//How do you reconcile outrageous with the cost of £8bn to maintain the state pension/s?//
You missed my sarcasm.
//NJ, is your £8 billion figure the cost of increasing by inflation or the difference between using the rate of inflation and average earnings?//
The figures I used are the estimates of around £11bn to raise it by inflation (around 10%) and about £3bn to raise by average earnings (around 3%). The third alternative of the "triple lock is 2.5%, which I assume would cost about £2.5bn.

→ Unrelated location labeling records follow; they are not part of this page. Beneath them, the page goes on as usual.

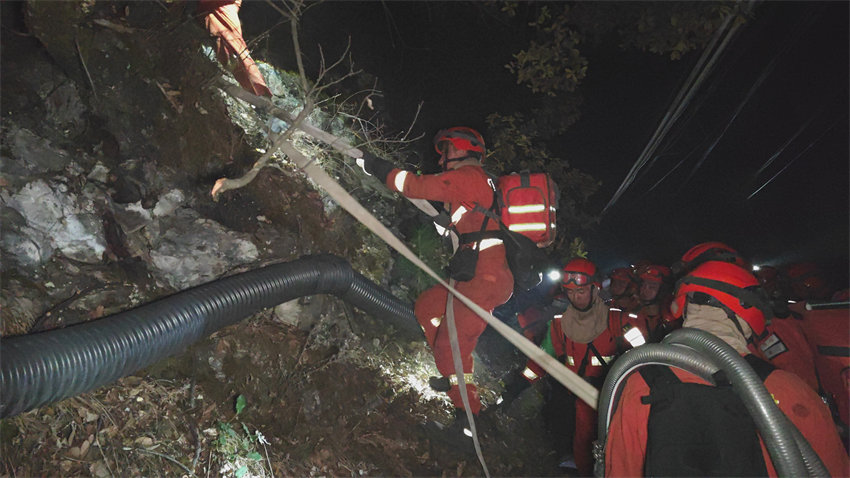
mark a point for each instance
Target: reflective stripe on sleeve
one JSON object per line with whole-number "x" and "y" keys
{"x": 490, "y": 242}
{"x": 458, "y": 214}
{"x": 398, "y": 182}
{"x": 529, "y": 226}
{"x": 526, "y": 208}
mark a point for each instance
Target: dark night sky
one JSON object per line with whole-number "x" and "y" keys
{"x": 451, "y": 57}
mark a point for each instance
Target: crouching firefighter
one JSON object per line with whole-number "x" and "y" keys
{"x": 670, "y": 422}
{"x": 479, "y": 265}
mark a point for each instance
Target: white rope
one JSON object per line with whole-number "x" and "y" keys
{"x": 583, "y": 390}
{"x": 461, "y": 380}
{"x": 689, "y": 88}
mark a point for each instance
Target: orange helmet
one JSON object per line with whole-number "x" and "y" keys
{"x": 577, "y": 273}
{"x": 767, "y": 276}
{"x": 734, "y": 287}
{"x": 708, "y": 251}
{"x": 806, "y": 281}
{"x": 462, "y": 138}
{"x": 623, "y": 273}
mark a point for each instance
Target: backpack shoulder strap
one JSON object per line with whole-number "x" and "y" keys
{"x": 655, "y": 376}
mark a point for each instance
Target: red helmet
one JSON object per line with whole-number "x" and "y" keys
{"x": 654, "y": 273}
{"x": 577, "y": 273}
{"x": 709, "y": 251}
{"x": 462, "y": 138}
{"x": 731, "y": 285}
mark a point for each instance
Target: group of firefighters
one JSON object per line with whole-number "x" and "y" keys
{"x": 771, "y": 317}
{"x": 712, "y": 288}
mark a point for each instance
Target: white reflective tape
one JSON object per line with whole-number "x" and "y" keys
{"x": 458, "y": 214}
{"x": 490, "y": 242}
{"x": 400, "y": 178}
{"x": 467, "y": 378}
{"x": 525, "y": 209}
{"x": 635, "y": 337}
{"x": 529, "y": 226}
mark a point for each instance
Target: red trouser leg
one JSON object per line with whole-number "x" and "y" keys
{"x": 583, "y": 439}
{"x": 491, "y": 287}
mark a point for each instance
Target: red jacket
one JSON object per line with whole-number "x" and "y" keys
{"x": 464, "y": 187}
{"x": 579, "y": 357}
{"x": 828, "y": 333}
{"x": 626, "y": 444}
{"x": 655, "y": 318}
{"x": 786, "y": 347}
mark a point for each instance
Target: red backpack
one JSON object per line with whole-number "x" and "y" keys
{"x": 528, "y": 204}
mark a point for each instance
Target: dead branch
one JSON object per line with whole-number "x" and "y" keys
{"x": 85, "y": 69}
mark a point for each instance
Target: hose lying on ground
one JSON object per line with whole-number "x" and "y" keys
{"x": 701, "y": 353}
{"x": 43, "y": 368}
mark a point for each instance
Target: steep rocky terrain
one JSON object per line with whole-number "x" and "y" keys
{"x": 112, "y": 136}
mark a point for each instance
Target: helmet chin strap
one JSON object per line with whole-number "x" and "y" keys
{"x": 589, "y": 304}
{"x": 463, "y": 158}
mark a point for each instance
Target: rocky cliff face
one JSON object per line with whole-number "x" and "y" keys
{"x": 112, "y": 137}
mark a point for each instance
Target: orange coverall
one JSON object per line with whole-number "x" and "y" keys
{"x": 627, "y": 436}
{"x": 222, "y": 20}
{"x": 492, "y": 285}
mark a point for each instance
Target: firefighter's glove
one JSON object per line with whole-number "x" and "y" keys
{"x": 375, "y": 166}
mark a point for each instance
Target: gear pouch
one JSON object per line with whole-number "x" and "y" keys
{"x": 462, "y": 265}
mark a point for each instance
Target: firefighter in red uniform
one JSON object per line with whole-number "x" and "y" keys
{"x": 726, "y": 315}
{"x": 461, "y": 186}
{"x": 623, "y": 289}
{"x": 588, "y": 336}
{"x": 783, "y": 342}
{"x": 654, "y": 294}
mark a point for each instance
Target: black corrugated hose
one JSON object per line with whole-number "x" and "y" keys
{"x": 43, "y": 368}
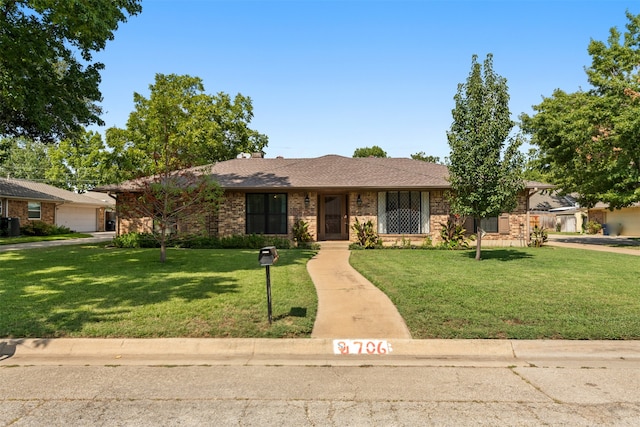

//What is a reasonable increase and what is not will depend on one's view of what should be the going rate and by what percentage that differs from the existing rate.//
A reasonable increase would be around 20%. The UK's State Pension is among the poorest in Western Europe. On average the State pension amounts to under 50% of pensioners' incomes. This is the lowest in Europe bar the Netherlands. The percentage of government spending attributed to pensions is 4.7%. This has decreased from a recent peak of 5.2% in 2014 and is the lowest in Europe apart from Estonia and Ireland. Greece, France, Italy, Finland, Portugal and Austria all spend more than 10%. Germany 8%. The OECD average is 6.5%. There's lots more in this paper:
https://researchbriefings.files.parliament.uk/documents/SN00290/SN00290.pdf
It doesn't make particularly good reading for the UK's State pension scheme but I accept there are many variables such as the level of contributions, the number of years required to get the maximum pension and the retirement age. But the biggest bugbear I find with the State pension scheme is the total disconnection between the contributions made and the payments received. A person earning 100,000 pa will pay (at this year's rates) about 5.2 times as much NI (upon which the State Pension depends) as someone earning £20,000pa. But both will receive the same basic State Pension. And don't even start me off on the State "pensions" that have not been funded at all.